Somewhere along the way, Starbucks invented the Pumpkin Spice Latte and was summarily handed the keys to Fall, with its presence beating out equinoxes, leaves turning, and the smell of campfires in the air as the official herald of autumn.
The upside of the Starbucks Pumpkin Spice Latte is that it is indeed delicious even in its ubiquity, the kind of thing you want to reject on principle because it’s nearly mandatory to rave about it, but you can’t, because it tastes so freaking delicious.
The downside, of course, is you have to usually go to Starbucks for anything approximating a Pumpkin Spice Latte, as making one at home seems a daunting task that just really will never hope to cut it. Nothing wrong with Starbucks per se, but I know I tend to get itchy heading in there because there is always an argument with the barista, all of whom seem to have a visceral opposition to making my drink of favor, the Starbucks Venti Doubleshot, and adding pumpkin to it.
(A ten minute long debate about ordering a latte and adding shots instead always ensues, ending in the barista admonishing me and letting me know I can order it, but I am not allowed to have any milk.)

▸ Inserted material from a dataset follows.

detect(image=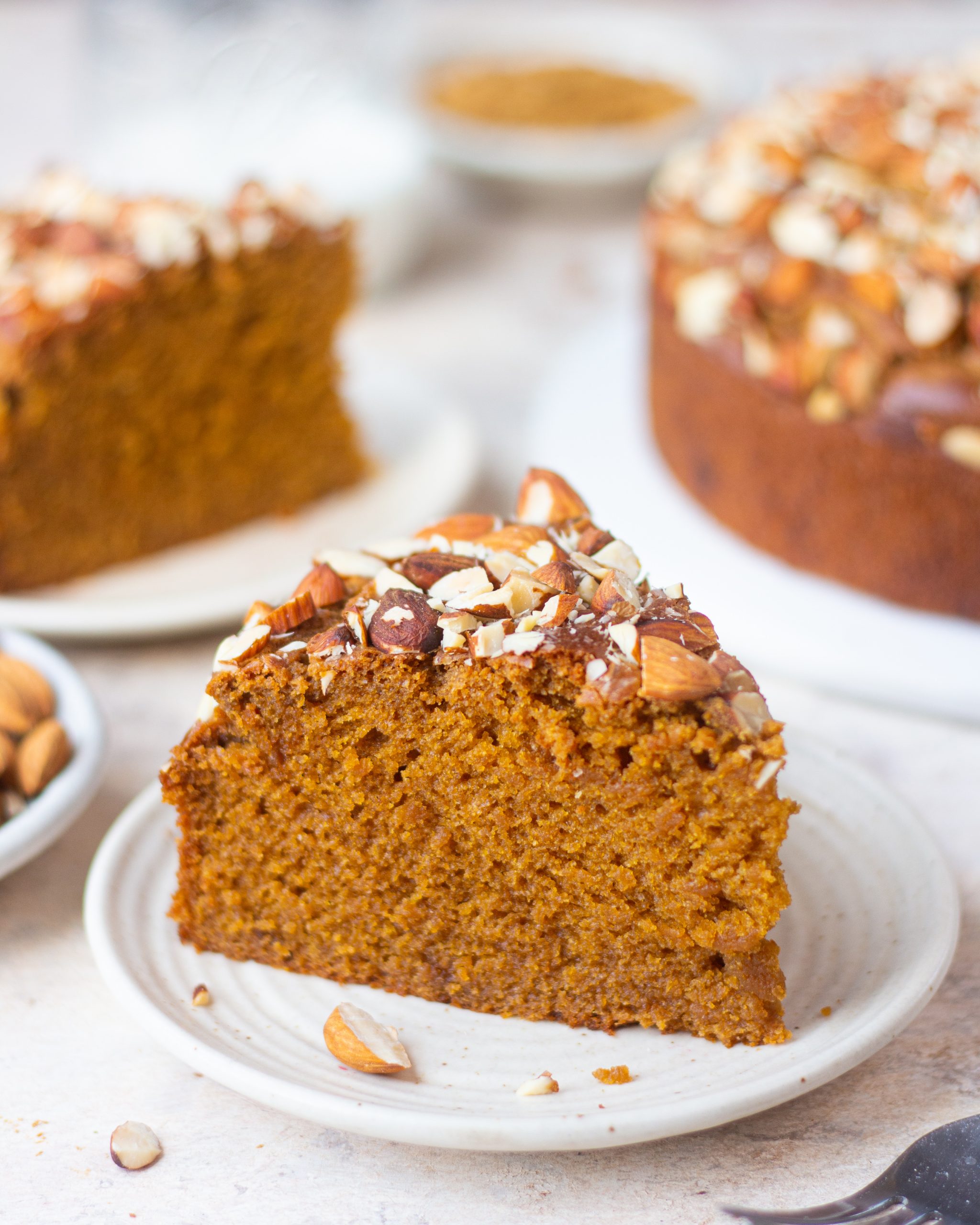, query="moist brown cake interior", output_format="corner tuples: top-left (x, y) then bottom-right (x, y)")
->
(0, 175), (365, 590)
(162, 465), (794, 1044)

In any event, making a Starbucks Pumpkin Spice Latte at home is possible, I discovered after my last Doubleshot begging session. (Shut up and take my money, Starbucks!)
If you’re just Starbucks avoidant, you can purchase the actual specific syrup online from Starbucks — and it isn’t even that expensive. For $21.95, you get a massive 63 fl. oz. container, which has to make at least several dozen Pumpkin Spice Lattes… if you are not psyching yourself out and using Folger’s drip as a base. Don’t be an amateur.

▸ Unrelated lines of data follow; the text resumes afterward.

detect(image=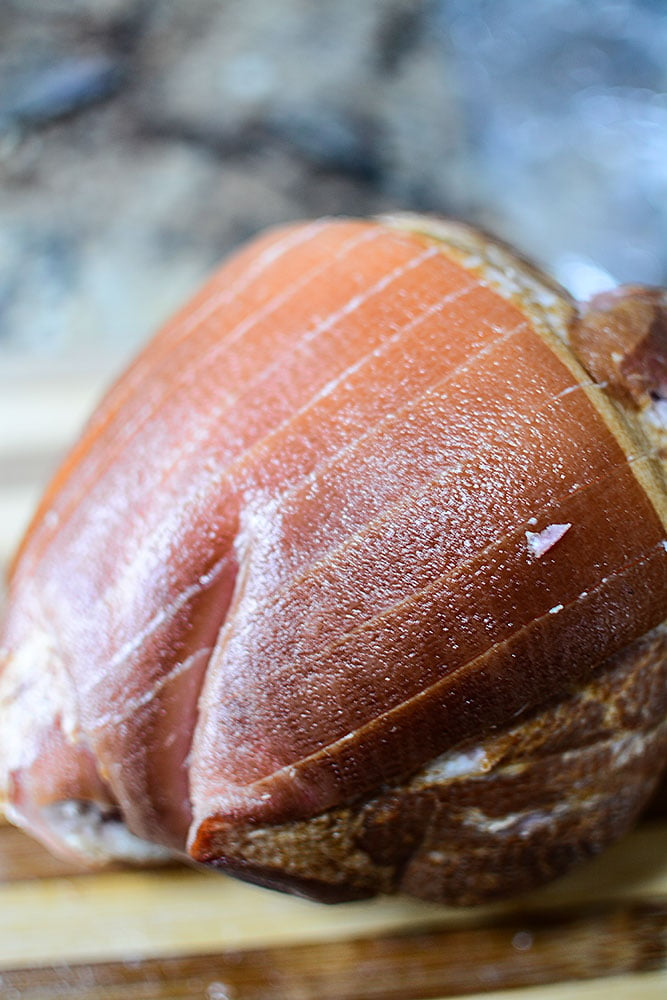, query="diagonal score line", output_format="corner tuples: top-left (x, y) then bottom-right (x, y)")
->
(230, 462), (648, 696)
(23, 223), (386, 567)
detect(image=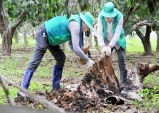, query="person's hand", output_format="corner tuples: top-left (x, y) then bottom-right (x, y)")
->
(102, 46), (111, 56)
(87, 58), (94, 67)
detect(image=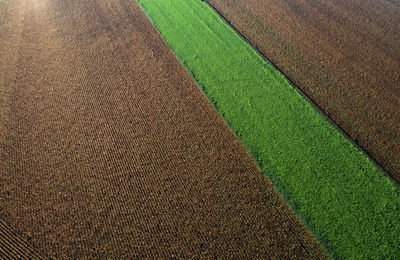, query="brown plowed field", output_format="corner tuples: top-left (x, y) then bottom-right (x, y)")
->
(209, 0), (400, 182)
(0, 220), (43, 259)
(0, 0), (324, 259)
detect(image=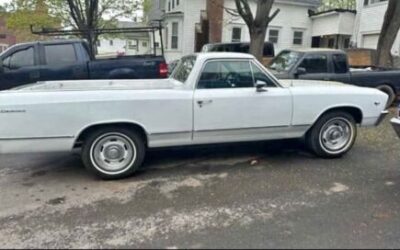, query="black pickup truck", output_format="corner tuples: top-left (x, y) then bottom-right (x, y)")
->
(268, 49), (400, 105)
(0, 40), (168, 90)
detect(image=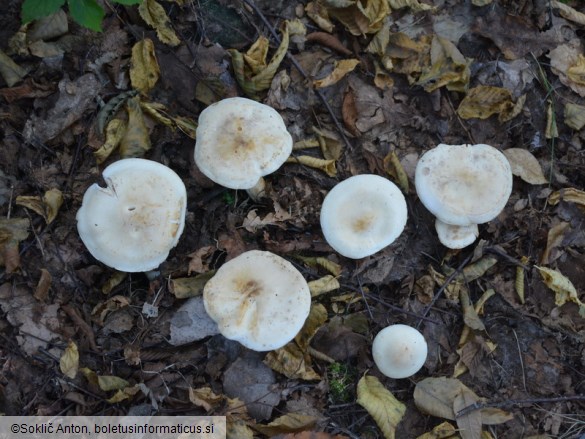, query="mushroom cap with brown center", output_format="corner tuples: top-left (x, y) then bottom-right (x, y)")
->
(203, 250), (311, 351)
(415, 144), (512, 226)
(372, 325), (428, 378)
(321, 174), (407, 259)
(195, 97), (293, 189)
(77, 158), (187, 272)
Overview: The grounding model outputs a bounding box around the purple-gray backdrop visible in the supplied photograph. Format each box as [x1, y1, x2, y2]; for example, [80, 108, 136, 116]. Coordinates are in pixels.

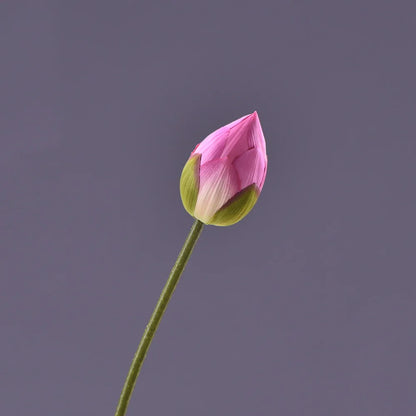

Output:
[0, 0, 416, 416]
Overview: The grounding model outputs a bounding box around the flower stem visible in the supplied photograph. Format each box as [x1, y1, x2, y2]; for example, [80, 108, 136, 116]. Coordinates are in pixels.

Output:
[115, 220, 204, 416]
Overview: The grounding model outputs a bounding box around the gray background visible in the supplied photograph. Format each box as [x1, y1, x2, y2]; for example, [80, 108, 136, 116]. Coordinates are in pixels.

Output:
[0, 0, 416, 416]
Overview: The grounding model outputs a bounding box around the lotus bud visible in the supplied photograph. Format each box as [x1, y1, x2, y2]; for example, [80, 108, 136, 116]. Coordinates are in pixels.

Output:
[180, 112, 267, 226]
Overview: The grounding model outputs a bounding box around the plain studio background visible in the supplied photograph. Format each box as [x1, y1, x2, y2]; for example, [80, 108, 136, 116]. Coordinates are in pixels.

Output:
[0, 0, 416, 416]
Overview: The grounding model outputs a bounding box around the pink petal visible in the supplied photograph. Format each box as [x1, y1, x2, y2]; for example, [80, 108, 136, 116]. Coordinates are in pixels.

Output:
[233, 148, 267, 191]
[194, 158, 240, 222]
[193, 116, 254, 164]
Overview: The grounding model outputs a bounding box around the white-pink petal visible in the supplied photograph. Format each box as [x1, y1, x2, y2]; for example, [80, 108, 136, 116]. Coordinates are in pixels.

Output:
[194, 158, 240, 222]
[233, 148, 267, 190]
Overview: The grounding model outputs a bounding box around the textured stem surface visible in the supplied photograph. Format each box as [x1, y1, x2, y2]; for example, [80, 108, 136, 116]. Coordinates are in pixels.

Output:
[115, 220, 204, 416]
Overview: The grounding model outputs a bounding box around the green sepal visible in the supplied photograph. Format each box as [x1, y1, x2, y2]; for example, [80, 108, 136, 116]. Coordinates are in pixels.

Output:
[180, 154, 201, 216]
[207, 184, 259, 227]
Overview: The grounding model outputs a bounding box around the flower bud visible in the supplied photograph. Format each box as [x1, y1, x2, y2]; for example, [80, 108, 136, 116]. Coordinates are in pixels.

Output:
[180, 112, 267, 226]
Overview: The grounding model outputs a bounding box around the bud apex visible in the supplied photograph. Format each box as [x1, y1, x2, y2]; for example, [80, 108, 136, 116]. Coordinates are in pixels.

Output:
[180, 112, 267, 226]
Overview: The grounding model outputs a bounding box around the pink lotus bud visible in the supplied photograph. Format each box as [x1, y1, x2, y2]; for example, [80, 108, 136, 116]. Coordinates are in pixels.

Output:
[180, 112, 267, 226]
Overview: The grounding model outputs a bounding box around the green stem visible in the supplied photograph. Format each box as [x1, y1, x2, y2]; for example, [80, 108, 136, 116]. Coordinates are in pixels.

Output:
[115, 220, 204, 416]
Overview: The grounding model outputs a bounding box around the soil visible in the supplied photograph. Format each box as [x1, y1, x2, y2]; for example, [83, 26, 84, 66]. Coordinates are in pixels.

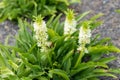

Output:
[0, 0, 120, 80]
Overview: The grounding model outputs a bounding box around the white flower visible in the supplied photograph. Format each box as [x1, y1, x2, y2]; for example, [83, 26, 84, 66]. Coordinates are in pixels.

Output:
[33, 18, 48, 52]
[64, 10, 77, 34]
[78, 26, 91, 53]
[78, 26, 91, 44]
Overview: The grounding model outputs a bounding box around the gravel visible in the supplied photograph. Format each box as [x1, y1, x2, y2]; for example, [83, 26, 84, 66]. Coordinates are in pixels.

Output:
[0, 0, 120, 80]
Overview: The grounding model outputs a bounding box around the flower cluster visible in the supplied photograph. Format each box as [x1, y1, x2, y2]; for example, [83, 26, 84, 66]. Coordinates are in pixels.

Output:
[64, 10, 77, 34]
[33, 16, 48, 52]
[78, 25, 91, 53]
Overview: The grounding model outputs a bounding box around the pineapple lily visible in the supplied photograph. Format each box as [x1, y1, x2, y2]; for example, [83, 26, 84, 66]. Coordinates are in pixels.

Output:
[78, 24, 91, 53]
[0, 10, 120, 80]
[64, 9, 77, 34]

But you’re not here because you want to buy syrup to make a Starbucks Pumpkin Spice Latte at home… you’re here because you want a copycat recipe, to hack the famous fall drink. And that’s okay, we won’t judge you.

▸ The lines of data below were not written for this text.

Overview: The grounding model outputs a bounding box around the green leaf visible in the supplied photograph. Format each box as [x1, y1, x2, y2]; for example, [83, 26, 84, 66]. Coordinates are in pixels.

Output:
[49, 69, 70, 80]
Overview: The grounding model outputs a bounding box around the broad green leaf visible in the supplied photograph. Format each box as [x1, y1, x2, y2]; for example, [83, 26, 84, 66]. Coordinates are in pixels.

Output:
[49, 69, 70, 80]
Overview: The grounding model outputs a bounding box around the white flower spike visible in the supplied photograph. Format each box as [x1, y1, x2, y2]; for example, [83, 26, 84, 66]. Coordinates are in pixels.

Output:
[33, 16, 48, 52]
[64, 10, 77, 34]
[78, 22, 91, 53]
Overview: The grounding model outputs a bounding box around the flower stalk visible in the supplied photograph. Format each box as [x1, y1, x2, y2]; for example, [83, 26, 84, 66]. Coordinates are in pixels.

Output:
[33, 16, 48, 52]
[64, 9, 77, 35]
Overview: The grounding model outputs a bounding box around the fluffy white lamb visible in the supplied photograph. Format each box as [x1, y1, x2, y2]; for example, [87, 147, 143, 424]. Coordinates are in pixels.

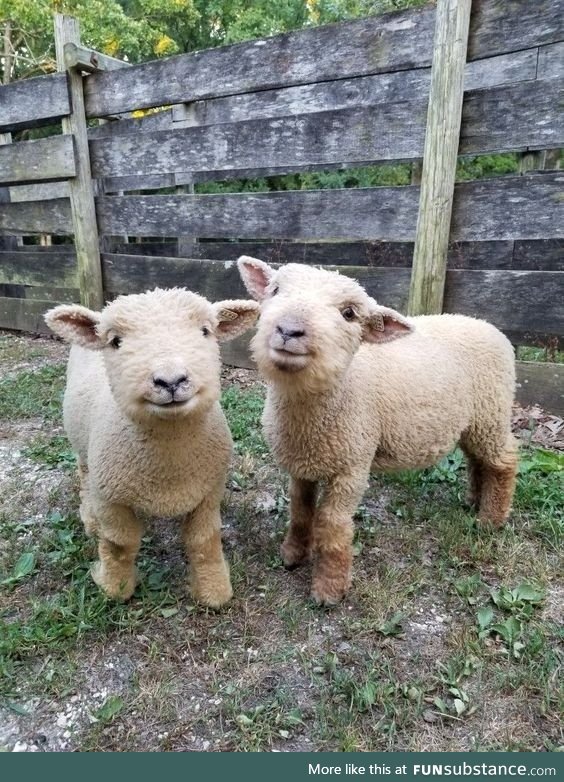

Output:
[238, 256, 517, 604]
[45, 288, 258, 607]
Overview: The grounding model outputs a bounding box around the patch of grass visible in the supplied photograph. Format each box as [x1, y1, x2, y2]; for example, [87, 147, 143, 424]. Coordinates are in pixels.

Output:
[0, 513, 181, 699]
[23, 435, 76, 470]
[0, 364, 65, 421]
[221, 386, 268, 456]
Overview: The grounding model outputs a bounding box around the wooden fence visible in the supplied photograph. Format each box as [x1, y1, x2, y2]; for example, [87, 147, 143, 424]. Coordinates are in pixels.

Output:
[0, 0, 564, 412]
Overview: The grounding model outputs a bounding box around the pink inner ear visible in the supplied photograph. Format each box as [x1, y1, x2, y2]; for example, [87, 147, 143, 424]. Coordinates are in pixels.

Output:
[244, 263, 269, 299]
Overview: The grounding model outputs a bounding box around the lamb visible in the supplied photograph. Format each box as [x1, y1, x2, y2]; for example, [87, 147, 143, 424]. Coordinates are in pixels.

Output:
[45, 288, 258, 607]
[238, 256, 517, 605]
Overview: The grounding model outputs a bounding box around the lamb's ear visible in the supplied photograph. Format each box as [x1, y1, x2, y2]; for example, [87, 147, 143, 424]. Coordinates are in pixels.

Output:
[362, 304, 413, 344]
[45, 304, 104, 350]
[213, 300, 260, 342]
[237, 255, 275, 301]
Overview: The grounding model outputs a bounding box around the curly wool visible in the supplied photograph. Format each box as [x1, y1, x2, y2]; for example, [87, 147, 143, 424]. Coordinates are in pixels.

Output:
[46, 289, 258, 605]
[239, 256, 516, 603]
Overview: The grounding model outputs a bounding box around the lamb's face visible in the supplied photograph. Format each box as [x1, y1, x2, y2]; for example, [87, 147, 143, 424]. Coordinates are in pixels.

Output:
[46, 288, 258, 420]
[239, 256, 411, 391]
[98, 290, 224, 418]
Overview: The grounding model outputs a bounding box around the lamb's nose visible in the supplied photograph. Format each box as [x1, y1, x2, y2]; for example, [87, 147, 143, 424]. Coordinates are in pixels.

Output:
[276, 323, 305, 342]
[153, 375, 188, 394]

CopyKat has a recipe for a Pumpkin Spice Latte, calling for nutmeg, pumpkin, ginger, and espresso. (We personally use the Hario Mizudashi cold brew carafe.) Another has similar ingredients, but with superfine sugar and cinnamon sticks. TheKitchn also takes a crack at the PSL puzzle, and they’ve usually got a good handle on this stuff.
Truthfully, when all is said and done, investing in a strong brewing system and the official syrup is probably less costly than obtaining all the ingredients and possibly winding up with a cut-rate home version of the Starbucks Pumpkin Spice Latte, but Pinterest seems optimistic.
Have you been able to recreate the Starbucks Pumpkin Spice Latte magic at home, via a pre-made syrup or your own recipe? Have you considered it in the event of another possible PSL shortage?